I don’t think numpy optimizes dot product for memmap arrays, if you look at the code for matrix multiply, which I got here, you’ll see that the function `MatrixProduct2` (as currently implemented) computes the values of the result matrix in c memory order:

``````op = PyArray_DATA(ret); os = PyArray_DESCR(ret)->elsize;
axis = PyArray_NDIM(ap1)-1;
it1 = (PyArrayIterObject *)
PyArray_IterAllButAxis((PyObject *)ap1, &axis);
it2 = (PyArrayIterObject *)
PyArray_IterAllButAxis((PyObject *)ap2, &matchDim);
while (it1->index < it1->size) {
while (it2->index < it2->size) {
dot(it1->dataptr, is1, it2->dataptr, is2, op, l, ret);
op += os;
PyArray_ITER_NEXT(it2);
}
PyArray_ITER_NEXT(it1);
PyArray_ITER_RESET(it2);
}
``````

In the above code, `op` is the return matrix, `dot` is the 1d dot product function and `it1` and `it2` are iterators over the input matrices.

That being said, it looks like your code might already be doing the right thing.
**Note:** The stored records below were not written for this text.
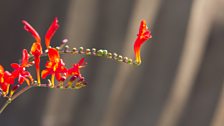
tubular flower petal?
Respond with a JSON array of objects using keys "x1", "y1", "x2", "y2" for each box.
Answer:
[
  {"x1": 22, "y1": 20, "x2": 41, "y2": 43},
  {"x1": 41, "y1": 48, "x2": 67, "y2": 87},
  {"x1": 11, "y1": 49, "x2": 33, "y2": 85},
  {"x1": 0, "y1": 65, "x2": 14, "y2": 96},
  {"x1": 45, "y1": 17, "x2": 59, "y2": 48},
  {"x1": 48, "y1": 48, "x2": 60, "y2": 62},
  {"x1": 67, "y1": 58, "x2": 86, "y2": 78},
  {"x1": 22, "y1": 20, "x2": 43, "y2": 84},
  {"x1": 0, "y1": 65, "x2": 4, "y2": 83},
  {"x1": 134, "y1": 20, "x2": 152, "y2": 64},
  {"x1": 30, "y1": 42, "x2": 42, "y2": 84}
]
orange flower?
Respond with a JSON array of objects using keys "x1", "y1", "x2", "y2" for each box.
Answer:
[
  {"x1": 134, "y1": 20, "x2": 152, "y2": 64},
  {"x1": 67, "y1": 58, "x2": 86, "y2": 78},
  {"x1": 41, "y1": 48, "x2": 67, "y2": 87},
  {"x1": 11, "y1": 49, "x2": 33, "y2": 85},
  {"x1": 45, "y1": 17, "x2": 59, "y2": 48},
  {"x1": 22, "y1": 17, "x2": 59, "y2": 84},
  {"x1": 0, "y1": 65, "x2": 14, "y2": 96},
  {"x1": 22, "y1": 20, "x2": 43, "y2": 84},
  {"x1": 0, "y1": 65, "x2": 10, "y2": 95}
]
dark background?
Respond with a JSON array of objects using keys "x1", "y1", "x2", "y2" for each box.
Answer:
[{"x1": 0, "y1": 0, "x2": 224, "y2": 126}]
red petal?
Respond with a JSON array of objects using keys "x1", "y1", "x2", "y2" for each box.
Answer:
[
  {"x1": 4, "y1": 71, "x2": 14, "y2": 84},
  {"x1": 48, "y1": 48, "x2": 60, "y2": 63},
  {"x1": 55, "y1": 72, "x2": 61, "y2": 81},
  {"x1": 30, "y1": 42, "x2": 42, "y2": 57},
  {"x1": 134, "y1": 20, "x2": 152, "y2": 63},
  {"x1": 0, "y1": 83, "x2": 10, "y2": 92},
  {"x1": 22, "y1": 49, "x2": 29, "y2": 67},
  {"x1": 22, "y1": 20, "x2": 41, "y2": 42},
  {"x1": 11, "y1": 63, "x2": 20, "y2": 69},
  {"x1": 45, "y1": 17, "x2": 59, "y2": 48},
  {"x1": 0, "y1": 65, "x2": 4, "y2": 74},
  {"x1": 18, "y1": 75, "x2": 25, "y2": 84},
  {"x1": 41, "y1": 69, "x2": 51, "y2": 79}
]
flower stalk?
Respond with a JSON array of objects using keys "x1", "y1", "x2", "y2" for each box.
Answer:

In this case the optimal performance is actually much better than O(n^3/sprt(M)), you can limit your IO to only reading each item of A once from disk, or O(n). Memmap arrays naturally have to do some caching behind the scene and inner loop operates on `it2`, so if A is in C-order and the memmap cache is big enough, your code might already be working. You can enforce caching of rows of A explicitly by doing something like:

``````def my_dot(A, B, C):

for ii in xrange(n):
A_ii = np.array(A[ii, :])
C[ii, :] = A_ii.dot(B)

return C
``````

I recomend you to use PyTables instead of numpy.memmap. Also read their presentations about compression, it sounds strange to me but seems that sequence “compress->transfer->uncompress” is faster then just transfer uncompressed.
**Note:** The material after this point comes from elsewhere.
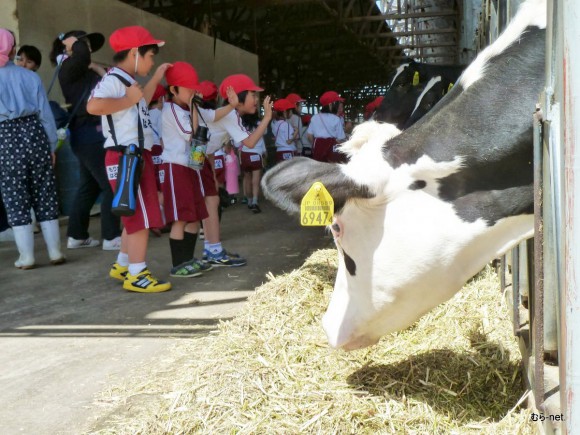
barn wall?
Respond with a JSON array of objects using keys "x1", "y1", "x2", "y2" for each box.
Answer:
[{"x1": 0, "y1": 0, "x2": 258, "y2": 103}]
Also use np.dot with MKL. And I don’t know how numexpr(pytables also seems have something like it) can be used for matrix multiplication, but for example for calculating euclidean norm it’s the fastest way(comparing with numpy).
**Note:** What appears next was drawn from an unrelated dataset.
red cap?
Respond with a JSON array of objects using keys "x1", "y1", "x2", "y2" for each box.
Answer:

Try to benchmark this sample code:

``````import numpy as np
import tables
import time
n_row=1000
n_col=1000
n_batch=100
def test_hdf5_disk():
rows = n_row
cols = n_col
batches = n_batch
#settings for all hdf5 files
atom = tables.Float32Atom()
filters = tables.Filters(complevel=9, complib='blosc') # tune parameters
Nchunk = 4*1024  # ?
chunkshape = (Nchunk, Nchunk)
chunk_multiple = 1
block_size = chunk_multiple * Nchunk

fileName_A = 'carray_A.h5'
shape_A = (n_row*n_batch, n_col)  # predefined size
h5f_A = tables.open_file(fileName_A, 'w')
A = h5f_A.create_carray(h5f_A.root, 'CArray', atom, shape_A, chunkshape=chunkshape, filters=filters)
for i in range(batches):
data = np.random.rand(n_row, n_col)
A[i*n_row:(i+1)*n_row]= data[:]
rows = n_col
cols = n_row
batches = n_batch
fileName_B = 'carray_B.h5'
shape_B = (rows, cols*batches)  # predefined size
h5f_B = tables.open_file(fileName_B, 'w')
B = h5f_B.create_carray(h5f_B.root, 'CArray', atom, shape_B, chunkshape=chunkshape, filters=filters)
sz= rows/batches
for i in range(batches):
data = np.random.rand(sz, cols*batches)
B[i*sz:(i+1)*sz]= data[:]
fileName_C = 'CArray_C.h5'
shape = (A.shape, B.shape)
h5f_C = tables.open_file(fileName_C, 'w')
C = h5f_C.create_carray(h5f_C.root, 'CArray', atom, shape, chunkshape=chunkshape, filters=filters)
sz= block_size
t0= time.time()
for i in range(0, A.shape, sz):
for j in range(0, B.shape, sz):
for k in range(0, A.shape, sz):
C[i:i+sz,j:j+sz] += np.dot(A[i:i+sz,k:k+sz],B[k:k+sz,j:j+sz])
print (time.time()-t0)
h5f_A.close()
h5f_B.close()
h5f_C.close()
``````

The problem that I don’t know how to tune chunk size and compression rate to current machine, so I think performance can be dependent on parameters.

Also please note that all matrices in sample code are stored on disk, if some of them will be stored in RAM I think it will be faster.

By the way I’m using x32 machine and with numpy.memmap I have some limitations on matrix size(I’m not sure but it seems that view size can be only ~2Gb) and PyTables have no limitations.